Regisseur Luca Guadagnino, bekannt durch seinen queeren Film »Call me by your name« (2017), fängt diese Geschichte mit leiser, aber wirkungsvoller Ironie und mit viel Liebe für die zwischenmenschlichen Details des Alltags ein. Die Militärbasis funktioniert etwa wie ein kleinstädtisches amerikanisches Biotop mit Highschool, Supermärkten und Public Viewing beim Football. Wir schreiben das Jahr 2016 und Donald Trumps erfolgreicher Wahlkampf fungiert als konstantes Hintergrundrauschen. Frasers Mutter ist Colonel und wird Kommandeurin der Basis, seine andere Mutter arbeitet als Krankenschwester beim Militär. Caitlins Familie wohnt direkt nebenan - in diesem wie aus einem Baukasten zusammengesetzten Ort. Caitlins Vater ist Lieutenant, seine Frau führt ganz klassisch den Haushalt. Bald wird Fraser Teil der mehrheitlich aus schwarzen Jugendlichen bestehenden Clique Caitlins, zu der nicht nur Kinder von Army-Mitgliedern gehören, sondern mit Craig auch ein junger Soldat, der schließlich nach Afghanistan versetzt wird. Zwischen Strandbesuchen und wilden Partys - die auch mal in einer leer stehenden Villa gefeiert werden, in die die Kids einbrechen - entwickeln sich Freundschaften, Eifersüchteleien, Streitigkeiten und sexuelles Begehren.

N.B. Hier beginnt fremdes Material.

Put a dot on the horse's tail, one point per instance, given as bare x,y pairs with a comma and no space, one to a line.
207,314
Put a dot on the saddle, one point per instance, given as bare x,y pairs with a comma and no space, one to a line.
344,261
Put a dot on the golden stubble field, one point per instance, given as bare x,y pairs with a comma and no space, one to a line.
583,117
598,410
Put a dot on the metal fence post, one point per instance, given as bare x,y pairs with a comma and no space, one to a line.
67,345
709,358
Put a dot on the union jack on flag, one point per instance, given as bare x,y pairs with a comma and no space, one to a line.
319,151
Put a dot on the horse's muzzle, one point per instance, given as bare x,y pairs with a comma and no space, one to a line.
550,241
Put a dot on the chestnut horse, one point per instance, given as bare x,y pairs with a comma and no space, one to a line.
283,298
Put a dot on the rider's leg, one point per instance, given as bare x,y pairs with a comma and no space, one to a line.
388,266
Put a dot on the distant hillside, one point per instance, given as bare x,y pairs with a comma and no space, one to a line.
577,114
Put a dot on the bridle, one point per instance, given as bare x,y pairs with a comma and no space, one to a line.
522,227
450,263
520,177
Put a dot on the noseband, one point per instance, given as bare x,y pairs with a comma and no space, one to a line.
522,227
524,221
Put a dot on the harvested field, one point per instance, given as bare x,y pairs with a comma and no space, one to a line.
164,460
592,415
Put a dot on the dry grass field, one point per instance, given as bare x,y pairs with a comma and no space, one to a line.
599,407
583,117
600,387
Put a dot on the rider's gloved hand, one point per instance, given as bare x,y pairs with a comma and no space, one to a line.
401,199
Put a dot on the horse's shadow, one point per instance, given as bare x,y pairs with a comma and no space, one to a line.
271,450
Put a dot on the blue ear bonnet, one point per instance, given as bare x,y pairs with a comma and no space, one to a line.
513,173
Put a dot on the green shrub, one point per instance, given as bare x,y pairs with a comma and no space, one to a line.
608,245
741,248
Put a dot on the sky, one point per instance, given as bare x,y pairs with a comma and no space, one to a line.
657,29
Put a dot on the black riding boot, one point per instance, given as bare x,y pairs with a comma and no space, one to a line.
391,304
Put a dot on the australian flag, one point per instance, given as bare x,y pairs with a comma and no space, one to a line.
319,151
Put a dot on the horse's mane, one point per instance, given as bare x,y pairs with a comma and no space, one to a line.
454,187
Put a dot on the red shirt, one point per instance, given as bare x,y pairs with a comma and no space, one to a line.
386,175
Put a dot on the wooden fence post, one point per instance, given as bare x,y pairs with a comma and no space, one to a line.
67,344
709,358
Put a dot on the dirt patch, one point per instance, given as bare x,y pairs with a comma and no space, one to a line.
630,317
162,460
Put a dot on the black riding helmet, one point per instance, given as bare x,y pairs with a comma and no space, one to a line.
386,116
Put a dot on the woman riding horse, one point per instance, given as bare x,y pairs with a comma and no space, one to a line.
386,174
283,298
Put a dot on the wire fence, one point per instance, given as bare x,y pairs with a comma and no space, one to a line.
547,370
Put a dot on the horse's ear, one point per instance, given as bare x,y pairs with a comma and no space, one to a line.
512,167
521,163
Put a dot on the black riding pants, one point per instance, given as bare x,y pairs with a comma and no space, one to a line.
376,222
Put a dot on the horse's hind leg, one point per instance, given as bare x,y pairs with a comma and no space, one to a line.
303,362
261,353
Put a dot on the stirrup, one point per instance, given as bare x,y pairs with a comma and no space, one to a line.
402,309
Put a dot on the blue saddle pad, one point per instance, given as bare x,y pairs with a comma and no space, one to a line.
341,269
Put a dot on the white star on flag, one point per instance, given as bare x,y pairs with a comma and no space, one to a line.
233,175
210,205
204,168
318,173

Caitlin verkleidet sich gerne als Junge und beginnt schließlich auch einen Flirt mit einem italienischen Mädchen, der sie sich als Harper vorstellt. Fraser schickt derweil Nachrichten an einen in New York zurückgelassenen engen Freund und unterstützt Caitlin, soweit er kann. Die Faszination der beiden Nachbarschaftskids füreinander führt aber nicht zu platten romantischen Gefühlen, sondern entwickelt sich im Spannungsfeld jugendlicher Verunsicherungen und eines radikalen Begehrens, bei dem es weniger um die Projektionsfläche eines anderen Menschen geht, sondern vielmehr um die Sehnsüchte eigener Entwicklungen. Die Spannungen zwischen den Eltern nehmen indes zu, nicht zuletzt, weil auch hier die eine oder andere Begierde auftaucht.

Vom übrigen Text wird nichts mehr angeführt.